To do this analysis we are going to:
* Get the top N markers for each population in mouse and human (also in human-human and mouse-mouse) and compute the Jaccard index between them. 
    * To find the "best" N we are going to compute for an array of N the matrix the jaccard matrix and get the trace with highest values using the hungarian algorithm. The sum of the trace is stored. A higher sum would imply a general higher overlap between markers and, therefore, a more relevant analysis. From the array of values, we are going to get the best "rounded" N.
* With the top N we are going to get the Jaccard matrix and plot it with a heatmap and a clustergram.
* From there, we are going to select the best matches and analyze the relationship between human and mouse populations

We do the human-human and mouse-mouse comparisons to get a "control" view. We expect more gene overlap between clusters of the same axis than of different ones. Also, we get a sense of the expected overlaps, to see how this is reflected in mouse.
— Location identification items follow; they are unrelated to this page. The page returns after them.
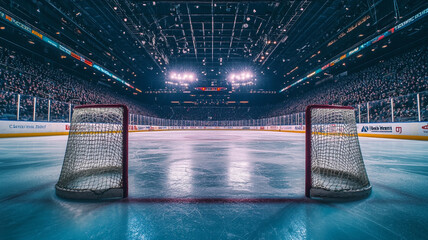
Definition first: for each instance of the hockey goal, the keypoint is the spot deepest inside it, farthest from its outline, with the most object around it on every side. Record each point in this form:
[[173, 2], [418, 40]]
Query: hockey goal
[[334, 163], [96, 159]]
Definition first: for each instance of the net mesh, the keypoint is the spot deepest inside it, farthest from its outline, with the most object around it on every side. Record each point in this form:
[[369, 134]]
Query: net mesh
[[93, 162], [337, 167]]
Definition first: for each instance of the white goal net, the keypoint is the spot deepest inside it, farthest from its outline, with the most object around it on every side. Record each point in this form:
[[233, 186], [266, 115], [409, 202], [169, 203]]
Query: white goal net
[[334, 163], [95, 162]]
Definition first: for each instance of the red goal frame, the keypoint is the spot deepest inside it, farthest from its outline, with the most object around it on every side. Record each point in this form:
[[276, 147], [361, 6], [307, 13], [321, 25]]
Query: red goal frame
[[308, 144], [125, 126]]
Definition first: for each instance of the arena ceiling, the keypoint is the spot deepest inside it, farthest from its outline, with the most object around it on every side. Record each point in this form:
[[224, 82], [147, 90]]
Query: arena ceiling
[[144, 40]]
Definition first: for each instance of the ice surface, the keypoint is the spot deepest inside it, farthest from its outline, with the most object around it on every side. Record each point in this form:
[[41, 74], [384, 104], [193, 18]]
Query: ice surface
[[214, 185]]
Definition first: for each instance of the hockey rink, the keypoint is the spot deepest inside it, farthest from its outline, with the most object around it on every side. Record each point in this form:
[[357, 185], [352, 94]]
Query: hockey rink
[[214, 185]]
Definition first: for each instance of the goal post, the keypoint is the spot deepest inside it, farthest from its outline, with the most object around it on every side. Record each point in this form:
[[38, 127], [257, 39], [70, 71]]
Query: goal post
[[96, 159], [334, 163]]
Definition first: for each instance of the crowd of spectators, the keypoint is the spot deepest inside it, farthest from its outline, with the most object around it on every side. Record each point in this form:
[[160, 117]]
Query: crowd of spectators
[[21, 74], [399, 77]]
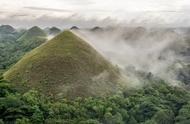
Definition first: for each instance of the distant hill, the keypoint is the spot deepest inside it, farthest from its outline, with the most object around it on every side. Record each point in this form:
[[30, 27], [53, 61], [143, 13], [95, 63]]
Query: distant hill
[[52, 30], [65, 66], [74, 28], [6, 29]]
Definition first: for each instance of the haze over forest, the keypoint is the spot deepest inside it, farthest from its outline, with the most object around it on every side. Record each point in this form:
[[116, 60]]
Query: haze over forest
[[95, 62]]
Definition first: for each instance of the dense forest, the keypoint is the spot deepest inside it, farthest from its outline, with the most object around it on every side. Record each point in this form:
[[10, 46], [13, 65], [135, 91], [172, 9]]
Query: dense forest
[[156, 101]]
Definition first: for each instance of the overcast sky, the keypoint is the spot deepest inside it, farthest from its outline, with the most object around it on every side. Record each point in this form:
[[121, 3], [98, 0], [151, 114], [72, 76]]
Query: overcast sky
[[85, 13]]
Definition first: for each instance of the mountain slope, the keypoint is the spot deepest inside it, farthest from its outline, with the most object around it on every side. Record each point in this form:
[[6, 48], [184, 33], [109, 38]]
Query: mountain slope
[[32, 38], [65, 66]]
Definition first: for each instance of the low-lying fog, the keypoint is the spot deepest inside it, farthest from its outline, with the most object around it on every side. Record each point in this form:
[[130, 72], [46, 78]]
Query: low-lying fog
[[162, 51]]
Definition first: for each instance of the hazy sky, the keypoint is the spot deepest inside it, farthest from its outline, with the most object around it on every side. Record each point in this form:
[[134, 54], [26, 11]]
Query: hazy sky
[[86, 13]]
To make the joining as "easy" as possible, we are going to use the subset of genes that have a mouse-human homology only. This might limit the extent of the analysis but, in general, we find a fair overlap, and this will make the dataset mapping and batch effect correction much easier.

In [None]:
%store -r dict_make_gene_scoring_cluster_robust_human
%store -r dict_make_gene_scoring_cluster_robust_mouse

In [None]:
def get_df_overlap(dict_1, dict_2, N=100, translate=True):
    df_overlap = pd.DataFrame(0, index=dict_1.keys(), columns=dict_2.keys())
    
    for cluster_name_1, cluster_df_1 in dict_1.items():
        for cluster_name_2, cluster_df_2 in dict_2.items():
            gene_list_1 = set(cluster_df_1.index[:N])
            gene_list_2_unchanged = cluster_df_2.index[:N]
            if translate:
                gene_list_2 = set([dict_mouse_human[i] if i in dict_mouse_human else i for i in gene_list_2_unchanged])
            else:
                gene_list_2 = set(gene_list_2_unchanged)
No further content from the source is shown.